CWE-732: Incorrect Permission Assignment for Critical Resource -- Software sets permissions on a critical resource (config file, registry key, database) in a way that allows unintended actors to read or modify it. In ICS, overly permissive file permissions on PLC project files or historian databases can allow unauthorized process modifications.

CWE-770: Allocation of Resources Without Limits or Throttling -- Software allocates resources (memory, threads, connections) without imposing limits, allowing an attacker to exhaust system resources. In ICS, connection flooding on Modbus TCP port 502 or EtherNet/IP port 44818 can overwhelm PLCs with limited connection tables.

CWE-787: Out-of-Bounds Write -- Software writes data past the end or before the beginning of an allocated buffer. Can corrupt adjacent memory, crash the process, or enable arbitrary code execution. The third most common CWE in the BreachSpider corpus. Frequently found in firmware for PLCs, network switches, and protocol parsers.

CWE-798: Use of Hard-Coded Credentials -- Software contains embedded usernames, passwords, or cryptographic keys that cannot be changed by the administrator. Extremely common in OT firmware and embedded devices. Vendors ship PLCs, HMIs, and industrial switches with fixed default passwords or maintenance backdoors. Often discovered years after deployment. Cannot be remediated without a firmware update.

CWE-862: Missing Authorization -- Software does not perform an authorization check when an actor attempts to access a resource or perform an action. Distinct from CWE-306 (missing authentication): the user may be authenticated but the application does not verify they have permission for the specific operation. Frequently found in REST APIs and web management interfaces.
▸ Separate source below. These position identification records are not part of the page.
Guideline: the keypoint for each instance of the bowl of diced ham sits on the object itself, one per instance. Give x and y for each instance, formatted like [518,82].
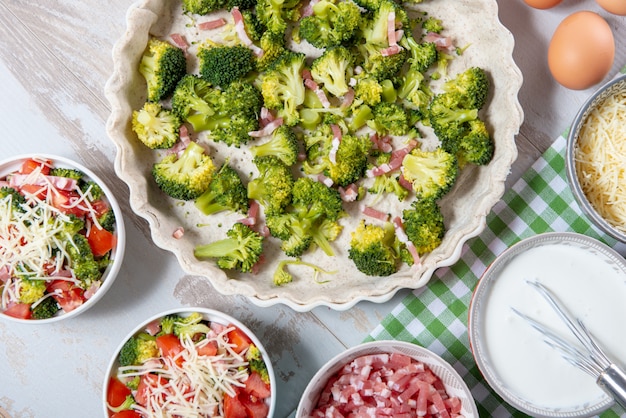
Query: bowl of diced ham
[387,378]
[62,238]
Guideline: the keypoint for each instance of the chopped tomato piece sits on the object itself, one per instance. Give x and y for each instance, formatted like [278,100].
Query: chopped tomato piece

CWE-863: Incorrect Authorization -- Software performs an authorization check but does it incorrectly, allowing actors to access resources or perform actions beyond their intended privileges. Examples include flawed role checks, permission inheritance errors, and scope confusion in OAuth implementations.

CWE-918: Server-Side Request Forgery (SSRF) -- Attacker causes the server to make HTTP requests to an attacker-chosen destination, potentially accessing internal services or metadata endpoints. In ICS context, SSRF on an internet-facing component (HMI web interface, remote access portal) can be used to pivot into internal OT networks. CR0019 (SteVe OCPP EV charging infrastructure) is an SSRF example from CITED Relevance LLC research.